Enfin, les questions d’acceptabilité environnementale pour les projets industriels et logistiques constituent un frein pour 61% des intercommunalités.
Malgré le manque de surface disponible, le panorama montre également une baisse des opérations de densification des ZAE (-22%) et une stagnation des opérations de recyclage foncier, qui restent un levier couramment utilisé (61% des communes).
La majorité des opérations de requalification identifiées concernent la réhabilitation d’espaces publics et de la signalétique (55%), viennent ensuite les opérations d’optimisation du foncier (31%) et la requalification du sol et du bâti (14%).
Evolution des besoins fonciers
Les besoins liés au foncier économique ont tendance à évoluer sur l’ensemble des territoires, traduisant un changement des modèles économiques. On observe ainsi une augmentation importante des besoins en logistique (de 7% des demandes en 2022 à 14% en 2025), et en parallèle une baisse des demandes pour le commerce (17% en 2022 contre 7% en 2025) et un arrêt de la demande de bureaux (11% en 2022 mais 0% en 2025).
Ces évolutions entraînent aussi une baisse de la demande moyenne de foncier, de 40 hectares demandés en 2022 à 20 en 2025.
L’industrie et la logistique demeurent les activités rencontrant le plus de difficultés d’implantation, en raison de leurs contraintes foncières, environnementales et d’acceptabilité locale. Le risque d’éviction de ces activités au profit du logement ou d’usages plus rentables à court terme reste élevé.
Par ailleurs, on observe un changement d’affectation du foncier économique, en moyenne les intercommunalités, selon qu’il s’agisse de Communautés de communes ou de Communautés d'agglomération, ont transformé 10 à 13 hectares de foncier économique depuis 2022, pour d’autres destinations comme le logement, les infrastructures...
Les leviers d’action
La réalisation des inventaires locaux de ZAE a permis de progresser dans la connaissance de ces espaces et notamment de quantifier les réserves foncières disponibles ou à aménager, d’identifier les activités économiques présentes, et, dans une moindre mesure, de mieux connaître les propriétaires fonciers. Cependant, les intercommunalités n’utilisent pas seulement ces données pour construire une stratégie d’action sur le long terme car à ces informations, il faut ajouter des informations qualitatives sur les parcelles (pollution, contraintes techniques...) et une estimation des besoins à venir en matière de consommation foncière.
Les procédures pour accueillir de nouvelles implantations sont complexes : 80% des intercommunalités souhaitent une simplification des procédures d’urbanisme et d’autorisations. Les intercommunalités en particulier ont besoin de formation, de retours d’expériences et d’une manière générale de renforcer l’ingénierie dans ce domaine (54% des intercommunalités disposent de moins de 0,5 poste équivalent temp plein pour les missions d’observation et de valorisation du foncier économique).
Le panorama met en avant 6 leviers d’action dont 3 concernent directement les intercommunalités.

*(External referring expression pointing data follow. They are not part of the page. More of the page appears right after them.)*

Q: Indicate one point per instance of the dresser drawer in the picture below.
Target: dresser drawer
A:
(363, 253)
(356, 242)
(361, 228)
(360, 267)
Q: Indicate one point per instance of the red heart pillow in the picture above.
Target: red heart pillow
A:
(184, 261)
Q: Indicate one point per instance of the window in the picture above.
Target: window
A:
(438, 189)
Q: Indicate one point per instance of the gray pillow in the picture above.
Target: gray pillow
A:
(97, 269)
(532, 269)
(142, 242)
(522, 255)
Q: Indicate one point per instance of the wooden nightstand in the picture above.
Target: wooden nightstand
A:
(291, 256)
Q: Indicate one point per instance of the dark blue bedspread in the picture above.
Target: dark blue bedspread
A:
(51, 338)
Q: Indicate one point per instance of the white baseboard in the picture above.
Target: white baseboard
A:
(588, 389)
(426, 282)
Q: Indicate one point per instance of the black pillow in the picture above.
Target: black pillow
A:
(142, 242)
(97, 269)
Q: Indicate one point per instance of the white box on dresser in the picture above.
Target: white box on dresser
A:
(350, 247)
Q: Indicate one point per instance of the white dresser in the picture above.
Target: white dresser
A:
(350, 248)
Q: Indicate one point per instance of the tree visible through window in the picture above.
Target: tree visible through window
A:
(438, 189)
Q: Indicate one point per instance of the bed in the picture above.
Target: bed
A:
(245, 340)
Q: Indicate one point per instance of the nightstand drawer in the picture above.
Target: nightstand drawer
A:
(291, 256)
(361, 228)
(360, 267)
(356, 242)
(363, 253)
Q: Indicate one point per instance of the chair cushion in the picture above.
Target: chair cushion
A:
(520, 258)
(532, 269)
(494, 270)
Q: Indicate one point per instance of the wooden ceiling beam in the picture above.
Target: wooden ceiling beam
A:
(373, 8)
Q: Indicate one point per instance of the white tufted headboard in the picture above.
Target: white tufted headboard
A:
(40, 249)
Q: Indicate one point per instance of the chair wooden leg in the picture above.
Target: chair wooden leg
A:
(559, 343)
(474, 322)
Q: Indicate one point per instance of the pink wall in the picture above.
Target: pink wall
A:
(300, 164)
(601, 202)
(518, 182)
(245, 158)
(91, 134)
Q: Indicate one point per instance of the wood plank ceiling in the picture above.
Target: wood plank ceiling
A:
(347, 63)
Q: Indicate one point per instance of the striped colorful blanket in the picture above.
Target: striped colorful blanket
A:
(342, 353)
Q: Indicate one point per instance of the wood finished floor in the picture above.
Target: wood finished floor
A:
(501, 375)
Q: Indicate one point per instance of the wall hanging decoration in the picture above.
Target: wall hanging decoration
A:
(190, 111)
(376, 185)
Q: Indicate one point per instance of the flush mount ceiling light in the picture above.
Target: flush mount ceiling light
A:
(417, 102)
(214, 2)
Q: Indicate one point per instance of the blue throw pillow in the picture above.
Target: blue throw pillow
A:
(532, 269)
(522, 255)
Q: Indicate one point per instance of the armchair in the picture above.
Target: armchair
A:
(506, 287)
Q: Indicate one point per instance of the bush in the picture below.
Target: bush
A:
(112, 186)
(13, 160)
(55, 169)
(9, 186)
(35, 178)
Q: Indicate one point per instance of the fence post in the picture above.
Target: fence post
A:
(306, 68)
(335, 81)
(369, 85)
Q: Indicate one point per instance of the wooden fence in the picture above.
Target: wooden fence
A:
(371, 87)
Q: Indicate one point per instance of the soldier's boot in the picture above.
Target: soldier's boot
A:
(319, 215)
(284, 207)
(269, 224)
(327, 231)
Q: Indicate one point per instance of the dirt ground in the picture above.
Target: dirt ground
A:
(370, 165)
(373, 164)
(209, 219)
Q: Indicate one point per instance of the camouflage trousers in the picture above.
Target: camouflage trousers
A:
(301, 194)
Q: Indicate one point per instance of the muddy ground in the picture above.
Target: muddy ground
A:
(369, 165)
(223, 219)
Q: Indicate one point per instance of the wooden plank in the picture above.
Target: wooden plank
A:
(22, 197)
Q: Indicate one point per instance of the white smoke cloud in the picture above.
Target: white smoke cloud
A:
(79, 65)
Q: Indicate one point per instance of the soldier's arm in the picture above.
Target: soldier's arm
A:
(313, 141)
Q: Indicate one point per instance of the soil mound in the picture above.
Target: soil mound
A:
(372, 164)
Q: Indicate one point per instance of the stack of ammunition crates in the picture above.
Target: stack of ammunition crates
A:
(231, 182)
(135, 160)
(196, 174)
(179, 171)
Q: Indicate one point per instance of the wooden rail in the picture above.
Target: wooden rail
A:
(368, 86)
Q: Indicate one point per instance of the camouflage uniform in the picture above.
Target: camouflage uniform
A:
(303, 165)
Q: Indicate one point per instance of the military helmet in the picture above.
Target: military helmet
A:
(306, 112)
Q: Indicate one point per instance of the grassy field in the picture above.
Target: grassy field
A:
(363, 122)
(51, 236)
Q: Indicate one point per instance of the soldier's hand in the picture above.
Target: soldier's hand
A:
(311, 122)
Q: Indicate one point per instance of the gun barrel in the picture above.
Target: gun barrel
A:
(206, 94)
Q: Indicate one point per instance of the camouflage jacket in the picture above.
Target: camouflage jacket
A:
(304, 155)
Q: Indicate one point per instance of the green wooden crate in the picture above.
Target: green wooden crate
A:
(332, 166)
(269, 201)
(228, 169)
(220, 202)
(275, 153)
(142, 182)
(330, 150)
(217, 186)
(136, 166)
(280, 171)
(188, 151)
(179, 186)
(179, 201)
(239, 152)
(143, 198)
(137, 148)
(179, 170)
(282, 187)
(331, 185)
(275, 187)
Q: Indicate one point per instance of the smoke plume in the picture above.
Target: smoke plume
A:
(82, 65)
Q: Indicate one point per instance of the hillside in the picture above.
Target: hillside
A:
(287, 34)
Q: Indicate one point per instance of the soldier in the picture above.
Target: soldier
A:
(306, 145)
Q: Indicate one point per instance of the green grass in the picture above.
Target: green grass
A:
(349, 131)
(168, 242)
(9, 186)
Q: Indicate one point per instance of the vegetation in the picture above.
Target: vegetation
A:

Pour chaque levier d’action, des actions concrètes sont proposées :
Pour les intercommunalités :
- Faire de l’intercommunalité le pilote du foncier économique et planifier la sécurisation de ce foncier avec le PLUi.

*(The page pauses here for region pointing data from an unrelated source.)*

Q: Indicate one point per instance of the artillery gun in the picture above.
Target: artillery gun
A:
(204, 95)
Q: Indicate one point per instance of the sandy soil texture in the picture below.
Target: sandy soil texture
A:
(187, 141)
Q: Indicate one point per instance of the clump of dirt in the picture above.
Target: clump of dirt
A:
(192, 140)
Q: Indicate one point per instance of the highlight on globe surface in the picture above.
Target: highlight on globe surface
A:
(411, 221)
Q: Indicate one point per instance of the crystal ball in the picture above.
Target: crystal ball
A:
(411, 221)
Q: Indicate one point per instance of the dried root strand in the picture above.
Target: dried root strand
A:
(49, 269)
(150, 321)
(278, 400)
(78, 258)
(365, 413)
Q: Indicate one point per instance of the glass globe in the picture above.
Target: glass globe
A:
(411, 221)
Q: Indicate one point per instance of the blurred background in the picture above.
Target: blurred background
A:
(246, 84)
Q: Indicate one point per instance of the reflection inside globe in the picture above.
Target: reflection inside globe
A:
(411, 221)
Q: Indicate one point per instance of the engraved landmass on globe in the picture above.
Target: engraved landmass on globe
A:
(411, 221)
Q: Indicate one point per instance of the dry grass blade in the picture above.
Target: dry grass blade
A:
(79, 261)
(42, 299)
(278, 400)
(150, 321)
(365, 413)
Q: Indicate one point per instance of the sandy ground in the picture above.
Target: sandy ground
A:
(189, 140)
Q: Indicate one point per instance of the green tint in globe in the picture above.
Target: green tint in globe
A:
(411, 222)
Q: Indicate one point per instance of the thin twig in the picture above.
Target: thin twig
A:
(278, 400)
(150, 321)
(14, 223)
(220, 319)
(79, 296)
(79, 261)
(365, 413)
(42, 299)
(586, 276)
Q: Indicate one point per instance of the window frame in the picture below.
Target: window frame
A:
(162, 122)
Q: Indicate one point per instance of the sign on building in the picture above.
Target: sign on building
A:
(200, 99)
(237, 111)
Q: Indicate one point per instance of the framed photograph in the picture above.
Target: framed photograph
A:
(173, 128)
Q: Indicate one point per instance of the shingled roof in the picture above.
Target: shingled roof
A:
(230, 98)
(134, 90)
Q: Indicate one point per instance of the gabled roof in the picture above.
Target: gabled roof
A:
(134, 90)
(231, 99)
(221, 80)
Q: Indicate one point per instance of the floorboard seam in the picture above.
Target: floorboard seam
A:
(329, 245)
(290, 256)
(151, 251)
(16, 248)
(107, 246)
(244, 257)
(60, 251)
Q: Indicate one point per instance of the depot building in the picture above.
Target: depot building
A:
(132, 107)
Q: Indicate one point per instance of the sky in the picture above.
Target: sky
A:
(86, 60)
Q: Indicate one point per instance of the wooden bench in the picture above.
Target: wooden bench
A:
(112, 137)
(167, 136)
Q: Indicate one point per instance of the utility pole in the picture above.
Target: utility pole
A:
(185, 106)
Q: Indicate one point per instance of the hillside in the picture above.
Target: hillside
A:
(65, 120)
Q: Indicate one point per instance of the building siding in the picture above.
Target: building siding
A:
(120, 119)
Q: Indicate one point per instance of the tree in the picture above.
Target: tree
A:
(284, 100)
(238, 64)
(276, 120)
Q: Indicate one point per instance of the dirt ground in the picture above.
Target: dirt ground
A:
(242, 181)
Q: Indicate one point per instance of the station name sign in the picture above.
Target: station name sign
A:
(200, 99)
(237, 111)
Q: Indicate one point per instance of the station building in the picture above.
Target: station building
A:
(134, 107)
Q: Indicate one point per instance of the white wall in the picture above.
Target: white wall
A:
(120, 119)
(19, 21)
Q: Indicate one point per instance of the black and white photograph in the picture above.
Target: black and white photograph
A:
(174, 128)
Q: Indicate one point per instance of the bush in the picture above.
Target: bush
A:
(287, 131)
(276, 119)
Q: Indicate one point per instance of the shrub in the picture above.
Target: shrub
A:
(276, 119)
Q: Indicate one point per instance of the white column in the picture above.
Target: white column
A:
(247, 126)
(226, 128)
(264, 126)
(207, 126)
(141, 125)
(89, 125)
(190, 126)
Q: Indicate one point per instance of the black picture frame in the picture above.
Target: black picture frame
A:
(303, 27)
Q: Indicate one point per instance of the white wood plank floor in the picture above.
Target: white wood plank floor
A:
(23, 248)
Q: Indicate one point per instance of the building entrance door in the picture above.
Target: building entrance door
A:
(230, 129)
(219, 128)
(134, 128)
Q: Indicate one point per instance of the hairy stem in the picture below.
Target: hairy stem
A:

- Densifier et recycler plutôt qu’étendre les ZAE, ce qui implique de définir une stratégie foncière
- Développer une stratégie de maîtrise du foncier pour orienter sa destination et le modèle économique, en développant d’autres leviers que la vente des terrains
D’autres leviers relèvent de l’Etat (et des acteurs privés) :
- Préserver la fiscalité locale et revoir le modèle économique de l’aménagement local, afin de maintenir un intérêt au développement économique dans un contexte où la réindustrialisation est annoncée comme une priorité.
- Associer davantage les acteurs privés dans la transformation des ZAE, notamment dans la prise en charge des coûts.
- Sécuriser les implantations de projets industriels pour réduire les délais d’implantation.